The financial services industry continues to be transformed by technology. But unlike areas such as mobile payments and community banking, the end clients in the wealth management space haven’t yet seen as much benefit as have the advisors that serve them, argued a group of panelists at the recent Morningstar investment conference in Chicago.
This despite the assertion from Morningstar CEO Kunal Kapoor that the times have never been better to be an investor. “This might be unpopular in this room but I don’t actually believe that this is the best time,” panelist Josh Brown, CEO of Ritholtz Wealth Management, said. “I actually think that there may be way too much choice.”
While the market is as accessible as ever to investors, Brown argued the “mind-boggling” volume of investment choices can paralyze them. Investors still benefit from working with an advisor, who can help them navigate those choices and, most importantly, sometimes help them understand the best thing for a client to do is nothing. For that reason, the wealth manager said “There’s never been a better time to [be] a financial advisor.”
Don Phillips, a managing director at Morningstar who previously served as CEO, said technology has been improving investment tools and providing new ones. Those tools, though, are designed with advisors in mind and might be over the heads of clients unfamiliar with investments and financial planning. He said the innovations in wealth management weren't dripping down to those who needed it the most. Most innovations are coming from what he described as the original "old boys" club of finance, combined with the newer version in technology, and their efforts weren't being felt by those investors lower on the net worth scale.
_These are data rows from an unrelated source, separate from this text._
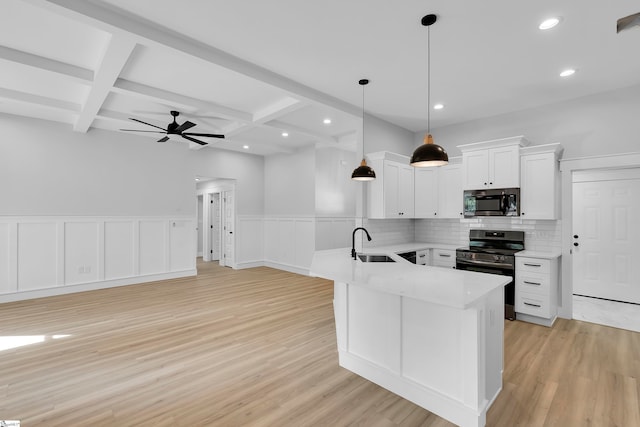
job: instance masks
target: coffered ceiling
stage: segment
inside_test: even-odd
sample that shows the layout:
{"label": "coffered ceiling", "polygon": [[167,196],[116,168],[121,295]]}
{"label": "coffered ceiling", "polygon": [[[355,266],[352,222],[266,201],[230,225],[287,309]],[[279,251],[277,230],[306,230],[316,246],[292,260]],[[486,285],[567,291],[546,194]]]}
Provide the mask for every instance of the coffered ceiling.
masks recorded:
{"label": "coffered ceiling", "polygon": [[[157,130],[130,118],[166,128],[177,110],[178,123],[197,123],[190,131],[226,135],[201,138],[211,147],[349,147],[361,78],[371,80],[369,114],[426,127],[423,15],[439,18],[430,30],[437,128],[640,84],[640,27],[616,32],[619,18],[640,12],[634,3],[5,0],[0,112],[118,135]],[[560,24],[539,30],[549,16]],[[565,68],[577,71],[561,78]]]}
“The tool kit is good, but you have to know how to use it,” Phillips said.
Phillips pointed to conversations in financial services about "who owns the client," as evidence that financial services has yet to fully embrace a business model that serves investors, and not just the firms looking to make money off of them. "Anytime someone asks 'who owns the client,' you know that person is not a fiduciary," he said.
The third panel member was Paolo Sironi, a fintech thought leader at IBM’s Watson Financial Services. He said there are many investors who need more wealth management services than a robo advisor can offer, but they aren’t eligible for the white-glove services they usually provide, where other tools and resources have improved. The investors in that sweet spot are ones that can benefit from further innovation.
Sironi suggested at the conference that the use of artificial intelligence (like that of IBM’s Watson) might be capable of aiding investors in financial decision-making, replacing some needs to consult a human advisor.
If anything, he said, it might be better at answering questions a human advisor might not have thought to ask. For example, IBM might never be able to create a trust, but it can help investors make decisions about spending habits, savings rates or when to begin withdrawing from a defined contribution plan.
Sironi said future changes that simplify investing and financial services are the ones that will be truly disruptive and sustainable. They won't replace an advisor, but they will change the job definition. More vulnerable to change will be the asset managers and providers that see advisors as a distribution center.
“People do business with people they like,” Brown said. “If the customer likes you, I think the person closest to the customer is the winner of the whole equation. And those furthest will have to give up the most for the cost of getting to that customer through the advisor.”